Tuesday, April 27, 2010

Naturally Faulted

It’s not often we find “natural” wines here in monopoly-land but on Saturday we got our chance to taste a self-described natural wine. So, what are natural wines? There don’t seem to be any verifiable standards, but descriptions include:
  • Handpicked, organically or biodynamically grown grapes
  • Low-yielding vineyards
  • No added sugars, no artificial yeasts
  • No fining or filtration
  • No adjustments for acidity
  • No other additives to adjust mouth-feel, colour, etc
  • No micro-oxygenation or reverse osmosis
  • Little or no added sulphites
The attraction of natural wines? For their proponents, these wines are wine as it was meant to be, and should be. Reflective of terror...High quality...Not homogenized...Little manipulation in the cellar to cover up poor quality, so winemakers must take care that growing methods produce high-quality grapes...Not always perfect but never boring.

Now, the big knock against natural wines is that they can be inconsistent…that not every grower starts off with high-quality grapes…that the winemaker makes mistakes, and doesn’t correct them. The biggest criticism of natural wines is the avoidance of using sulphites as a preservative, with these wines too frequently going “off”, especially when travelling great distances.

We found our natural wine on the wine list of the Restaurant Kitchen Galerie in Montreal: Les Raisins de la Colère 2007, AOC Faugères (Languedoc, France) from Domaine de la Tour Penedesses. A blend of Syrah (70%) and Mourvèdre (30%). A great vintage from a favourite region, we anticipated a fantastic wine.

Our introduction to natural wine was an unhappy one. The front palate was somewhat enjoyable, although the aromas and flavours were muted. Not unpleasant (yet), just subdued. But in the aftertaste, the tannins were so high (green, rough, grippy...imagine talcum powder in your mouth) that it killed the length completely. Not sure, maybe seeds and stems were mixed in with the juice of the handpicked grapes? As well, the wine had an unpleaantly hot, almost burning sensation along the sides of the tongue (the alcohol was only 13.5%). Could this be volatile acidity? I didn’t pick-up the telltale aroma of nail polish for volatile acidity. Just as identifying aromas and flavours in wine takes practice, so does identifying faults. I just haven’t had enough practice in picking out the characteristics of different faults, not that I’m complaining about not getting enough crappy wine.
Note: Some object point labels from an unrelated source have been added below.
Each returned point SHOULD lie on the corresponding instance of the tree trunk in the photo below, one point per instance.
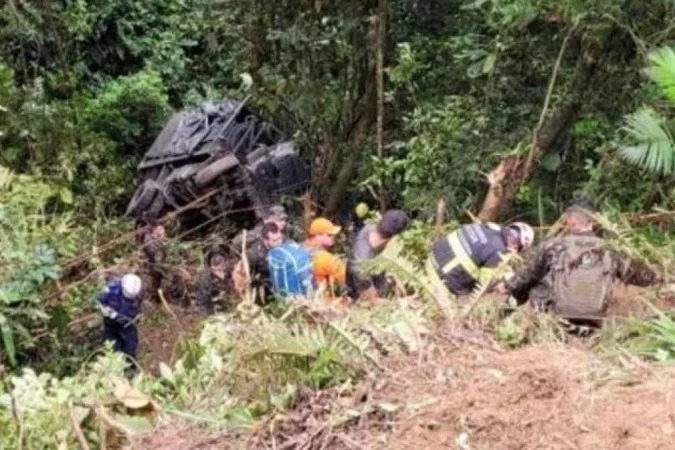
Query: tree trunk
(358, 137)
(515, 170)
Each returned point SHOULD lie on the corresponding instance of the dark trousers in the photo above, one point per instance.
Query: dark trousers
(123, 336)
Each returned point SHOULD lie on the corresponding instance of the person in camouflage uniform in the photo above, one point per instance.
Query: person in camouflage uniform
(546, 279)
(213, 286)
(151, 237)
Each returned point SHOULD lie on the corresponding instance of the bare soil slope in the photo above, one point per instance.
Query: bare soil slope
(554, 398)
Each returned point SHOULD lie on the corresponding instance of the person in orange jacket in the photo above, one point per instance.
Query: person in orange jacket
(329, 270)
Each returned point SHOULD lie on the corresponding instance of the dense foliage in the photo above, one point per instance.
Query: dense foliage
(584, 87)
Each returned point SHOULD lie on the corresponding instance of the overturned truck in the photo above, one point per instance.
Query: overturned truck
(220, 165)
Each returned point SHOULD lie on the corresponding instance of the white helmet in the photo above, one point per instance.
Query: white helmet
(525, 232)
(131, 285)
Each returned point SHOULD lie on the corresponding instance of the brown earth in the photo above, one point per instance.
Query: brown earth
(462, 391)
(535, 397)
(161, 331)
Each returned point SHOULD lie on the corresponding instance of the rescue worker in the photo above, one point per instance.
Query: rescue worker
(152, 243)
(358, 220)
(213, 285)
(472, 253)
(256, 257)
(120, 304)
(277, 215)
(329, 270)
(573, 275)
(369, 243)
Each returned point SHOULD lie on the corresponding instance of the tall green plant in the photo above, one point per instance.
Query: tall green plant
(653, 147)
(27, 256)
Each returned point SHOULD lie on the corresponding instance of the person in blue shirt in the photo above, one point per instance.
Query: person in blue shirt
(120, 304)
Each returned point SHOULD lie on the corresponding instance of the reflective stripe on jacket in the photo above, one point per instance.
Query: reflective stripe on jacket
(467, 255)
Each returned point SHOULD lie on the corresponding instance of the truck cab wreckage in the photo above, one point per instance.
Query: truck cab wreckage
(225, 149)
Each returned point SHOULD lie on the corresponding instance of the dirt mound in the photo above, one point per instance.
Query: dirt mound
(161, 331)
(462, 391)
(556, 398)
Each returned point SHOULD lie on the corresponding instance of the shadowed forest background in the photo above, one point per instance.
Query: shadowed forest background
(504, 109)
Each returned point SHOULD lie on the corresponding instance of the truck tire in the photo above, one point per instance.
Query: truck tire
(143, 197)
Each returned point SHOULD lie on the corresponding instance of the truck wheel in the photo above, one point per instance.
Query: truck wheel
(143, 197)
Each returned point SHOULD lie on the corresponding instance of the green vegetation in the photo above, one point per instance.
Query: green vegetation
(573, 96)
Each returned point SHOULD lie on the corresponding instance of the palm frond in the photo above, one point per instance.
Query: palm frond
(662, 70)
(654, 148)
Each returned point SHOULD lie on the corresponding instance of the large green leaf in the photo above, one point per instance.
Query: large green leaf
(8, 339)
(662, 70)
(654, 149)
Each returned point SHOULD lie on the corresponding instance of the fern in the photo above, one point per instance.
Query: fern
(423, 281)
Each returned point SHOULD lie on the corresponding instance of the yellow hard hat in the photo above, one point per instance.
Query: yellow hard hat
(361, 210)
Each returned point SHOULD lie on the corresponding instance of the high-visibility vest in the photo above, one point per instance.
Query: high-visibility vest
(468, 255)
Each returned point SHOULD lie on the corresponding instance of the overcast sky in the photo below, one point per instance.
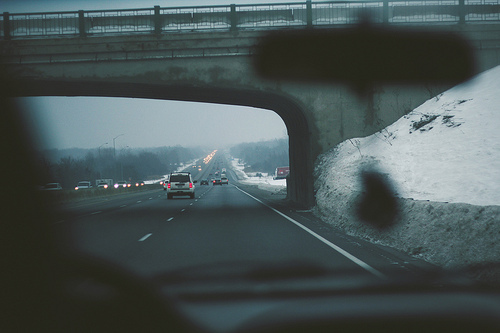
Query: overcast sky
(89, 122)
(67, 122)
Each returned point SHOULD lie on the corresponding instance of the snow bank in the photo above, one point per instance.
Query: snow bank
(447, 151)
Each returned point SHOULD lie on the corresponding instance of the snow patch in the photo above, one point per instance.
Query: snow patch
(444, 159)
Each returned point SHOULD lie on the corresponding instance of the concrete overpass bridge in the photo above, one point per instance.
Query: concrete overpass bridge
(204, 54)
[UPDATE, May 14:  I contacted the instructor of my Vinification course, Aaron Shaw, to ask him what he thought.  Based solely on my description, without tasting the wine, Aaron posits that "It definitely seems like there was a lack of destemming of the grapes which can result in rough, green tannins. As for the burning sensation, it could be VA, or it could be that the wine was over chaptalised. Even though they should be able to ripen grapes sufficiently in Faugeres, they might have had yields that were too high and then needed to add some sugar pre-ferment to boost alcohol of the final wine. Often with chaptalised wines, they can give a burning sensation as the elevated alcohol levels do not match the fruit levels which would have been lower...keep in mind that it is an assumption based upon my tasting experience of other wines where I have had a similar burning effect from over-chaptalisation."  Thanks for the instructive comment, Aaron!]

As for natural wines, I’ll be happy to try more in the hope of a better outcome. My glass is still half-full.